Section 327(1) extends the powers of a domestic liquidator to a liquidator appointed over a foreign company pursuant to these provisions. This includes the powers to seek a court order to force those with information relating to the company to disclose (section 221). For this, the ancillary liquidation pursuant to section 327 is required, as such order is pursuant to a statutory power (although recent decisions in the Caribbean could call for this orthodox approach to be re-examined[2]).
The Hong Kong court has recently reaffirmed that only one of the criteria identified in section 327(3) needs be present for the jurisdiction to be exercised.[3] However, the court will then consider whether it should exercise its discretion to do so, with the starting point being that the court will consider it to be an exorbitant exercise of its jurisdiction to wind up a non-Hong Kong company. In this regard, the court has, in accordance with the common law that are in position in England, adopted a test whereby there are three “core requirements”:
(1) There is sufficient connection with Hong Kong … commonly the presence of assets, but this is not essential;
(2) There is a reasonable possibility that the winding-up order would benefit those applying for it; and
(3) The Court must be able to exercise jurisdiction over one or more persons interested in the distribution of the company’s assets.
In the China Medical decision, the court considered two issues: (1) whether the core requirements went to jurisdiction or were only factors for the Court to take into account when exercising its discretion and (2) whether the commonly cited third core requirement is in fact correct. The court determined that the core requirements go to the discretion such that jurisdiction is engaged if one of the elements specified in section 327(3) is present and the core requirements are then relevant to the exercise of discretion.
The court held that the third core requirement does properly exist and is not satisfied by simply presenting the petition. The judge described the third requirement as being satisfied where “there are persons with sufficient connection with the jurisdiction (other than by being the petitioner or a creditor who would become subject to the court’s jurisdiction if a winding-up order were to be made and he submitted a proof of debt) and sufficient economic interest in the winding up of the company to justify making an order which will engage the Hong Kong winding-up regime.” The judge held that a Hong Kong-based manager of the funds through which certain notes were held (funds that were undoubtedly for creditors) did not have a sufficient interest. Likewise, he was not prepared to take into account a Hong Kong-based creditor who had acquired the debt post-petition.

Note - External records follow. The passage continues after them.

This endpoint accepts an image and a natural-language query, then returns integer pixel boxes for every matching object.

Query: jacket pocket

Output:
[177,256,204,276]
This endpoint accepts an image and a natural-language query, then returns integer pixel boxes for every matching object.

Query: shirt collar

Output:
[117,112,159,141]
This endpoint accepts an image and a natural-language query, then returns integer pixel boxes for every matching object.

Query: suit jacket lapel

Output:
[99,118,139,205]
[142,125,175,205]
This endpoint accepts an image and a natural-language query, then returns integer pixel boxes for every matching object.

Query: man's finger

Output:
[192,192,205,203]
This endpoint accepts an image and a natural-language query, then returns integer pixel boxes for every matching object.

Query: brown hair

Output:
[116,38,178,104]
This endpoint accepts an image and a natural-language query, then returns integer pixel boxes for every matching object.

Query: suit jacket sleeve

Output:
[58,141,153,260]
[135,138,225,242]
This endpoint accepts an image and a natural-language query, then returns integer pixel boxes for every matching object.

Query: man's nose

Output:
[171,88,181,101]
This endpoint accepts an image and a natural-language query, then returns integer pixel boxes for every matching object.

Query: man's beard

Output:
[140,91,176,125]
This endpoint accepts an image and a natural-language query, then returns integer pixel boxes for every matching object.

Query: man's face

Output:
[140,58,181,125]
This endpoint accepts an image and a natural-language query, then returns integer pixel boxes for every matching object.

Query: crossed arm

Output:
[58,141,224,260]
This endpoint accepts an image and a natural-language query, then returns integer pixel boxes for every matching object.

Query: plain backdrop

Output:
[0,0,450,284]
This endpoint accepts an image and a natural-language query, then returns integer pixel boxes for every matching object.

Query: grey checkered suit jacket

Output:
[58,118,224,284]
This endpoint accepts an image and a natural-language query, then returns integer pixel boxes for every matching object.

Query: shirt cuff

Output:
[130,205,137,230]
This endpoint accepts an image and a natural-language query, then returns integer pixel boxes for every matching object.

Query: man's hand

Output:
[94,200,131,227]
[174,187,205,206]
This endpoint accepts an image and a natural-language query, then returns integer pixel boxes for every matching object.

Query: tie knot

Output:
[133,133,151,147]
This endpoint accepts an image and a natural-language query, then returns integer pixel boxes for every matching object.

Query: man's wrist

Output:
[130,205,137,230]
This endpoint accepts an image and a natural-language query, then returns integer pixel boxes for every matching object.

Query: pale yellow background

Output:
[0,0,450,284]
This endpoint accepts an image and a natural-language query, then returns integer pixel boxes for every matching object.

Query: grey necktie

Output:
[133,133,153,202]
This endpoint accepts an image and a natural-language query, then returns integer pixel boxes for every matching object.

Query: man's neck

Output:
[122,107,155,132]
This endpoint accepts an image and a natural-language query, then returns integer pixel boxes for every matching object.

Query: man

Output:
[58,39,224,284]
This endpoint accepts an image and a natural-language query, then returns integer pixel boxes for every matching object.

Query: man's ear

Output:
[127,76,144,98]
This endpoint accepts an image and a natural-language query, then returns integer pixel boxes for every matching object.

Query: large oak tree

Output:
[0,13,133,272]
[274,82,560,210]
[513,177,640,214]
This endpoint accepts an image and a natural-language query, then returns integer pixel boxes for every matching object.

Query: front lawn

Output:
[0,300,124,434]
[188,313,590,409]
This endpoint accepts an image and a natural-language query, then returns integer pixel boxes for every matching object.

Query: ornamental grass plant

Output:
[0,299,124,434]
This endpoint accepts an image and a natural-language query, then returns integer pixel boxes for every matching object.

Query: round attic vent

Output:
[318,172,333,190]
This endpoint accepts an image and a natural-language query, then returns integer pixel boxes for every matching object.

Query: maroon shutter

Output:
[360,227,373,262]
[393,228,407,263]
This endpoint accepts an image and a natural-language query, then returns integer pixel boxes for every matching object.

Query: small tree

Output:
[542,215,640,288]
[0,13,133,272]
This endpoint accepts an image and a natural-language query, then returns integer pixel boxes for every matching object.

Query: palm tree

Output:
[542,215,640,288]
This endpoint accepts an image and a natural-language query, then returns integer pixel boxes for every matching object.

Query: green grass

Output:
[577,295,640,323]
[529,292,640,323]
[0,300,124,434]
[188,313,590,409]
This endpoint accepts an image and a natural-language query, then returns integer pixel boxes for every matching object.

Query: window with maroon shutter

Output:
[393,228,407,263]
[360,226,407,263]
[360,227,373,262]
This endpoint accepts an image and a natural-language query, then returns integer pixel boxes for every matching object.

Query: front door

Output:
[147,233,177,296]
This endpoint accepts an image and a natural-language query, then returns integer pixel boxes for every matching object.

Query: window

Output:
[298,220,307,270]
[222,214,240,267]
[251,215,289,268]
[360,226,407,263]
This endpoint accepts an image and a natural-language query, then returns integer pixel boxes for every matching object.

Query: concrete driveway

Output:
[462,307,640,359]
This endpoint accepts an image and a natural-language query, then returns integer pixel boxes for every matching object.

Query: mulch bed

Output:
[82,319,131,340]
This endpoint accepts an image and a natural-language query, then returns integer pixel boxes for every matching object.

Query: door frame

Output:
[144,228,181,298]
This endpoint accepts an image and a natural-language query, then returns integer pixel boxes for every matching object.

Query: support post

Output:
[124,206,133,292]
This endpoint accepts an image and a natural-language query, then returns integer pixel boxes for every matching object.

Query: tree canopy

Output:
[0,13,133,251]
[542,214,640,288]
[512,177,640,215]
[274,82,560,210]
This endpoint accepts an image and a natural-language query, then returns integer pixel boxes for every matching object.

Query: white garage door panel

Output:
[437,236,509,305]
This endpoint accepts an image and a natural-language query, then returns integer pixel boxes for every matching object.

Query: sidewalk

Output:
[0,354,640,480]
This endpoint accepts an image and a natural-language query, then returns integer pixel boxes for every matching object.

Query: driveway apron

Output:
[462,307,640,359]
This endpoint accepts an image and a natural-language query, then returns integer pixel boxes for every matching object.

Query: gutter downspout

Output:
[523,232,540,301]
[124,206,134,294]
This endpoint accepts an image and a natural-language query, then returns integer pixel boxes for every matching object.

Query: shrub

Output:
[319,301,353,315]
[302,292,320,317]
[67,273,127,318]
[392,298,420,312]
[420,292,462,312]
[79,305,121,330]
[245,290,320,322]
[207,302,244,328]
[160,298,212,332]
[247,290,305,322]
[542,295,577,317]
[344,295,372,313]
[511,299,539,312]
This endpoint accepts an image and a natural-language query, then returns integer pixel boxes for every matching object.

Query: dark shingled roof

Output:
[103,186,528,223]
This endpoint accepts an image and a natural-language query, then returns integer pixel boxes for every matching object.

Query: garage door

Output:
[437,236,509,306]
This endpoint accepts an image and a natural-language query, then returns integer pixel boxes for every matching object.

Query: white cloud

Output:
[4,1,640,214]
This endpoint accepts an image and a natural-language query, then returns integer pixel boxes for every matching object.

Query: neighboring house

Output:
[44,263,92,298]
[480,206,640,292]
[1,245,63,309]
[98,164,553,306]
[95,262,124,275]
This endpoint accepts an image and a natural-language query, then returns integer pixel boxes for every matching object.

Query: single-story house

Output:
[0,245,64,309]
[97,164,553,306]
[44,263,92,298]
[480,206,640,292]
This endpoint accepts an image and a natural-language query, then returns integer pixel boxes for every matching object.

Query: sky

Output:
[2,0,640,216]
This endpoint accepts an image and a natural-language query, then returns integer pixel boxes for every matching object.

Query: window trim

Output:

However, it is not always necessary for all of the core requirements to be satisfied in every case. Citing an earlier decision of his own, the judge stated that “[t]he significance of each requirement will vary from case to case. An exceptional case may arise in which the connection with Hong Kong is so strong and the benefits of a winding-up order for the creditors of a company so substantial that the Court will be willing to exercise its jurisdiction despite the third criteria not being satisfied.” Finally, the judge was not prepared to consider the position from the perspective of comity or assistance to a foreign liquidator, because the ancillary winding-up petition was presented by the company’s own foreign-appointed liquidator.
A detailed analysis of these issues is beyond the scope of this article, but it is hoped that this short introduction gives something of a taste of certain issues that arise in Asian insolvency matters.
[1] Sino-Environment Technology Group, decision of June 11, 2014.
[2] See, e.g., PricewaterhouseCoopers v. Saad Investments Ltd. and Others [2013] CA (BDA)7 Civ. (in Bermuda); Irving H. Picard and Bernard L. Madoff Investment Securities LLC (in Cayman), and Picard v. Madoff Investment Securities (in BVI).
[3] China Medical Technologies Inc., [2014] 2 HKLRD 997.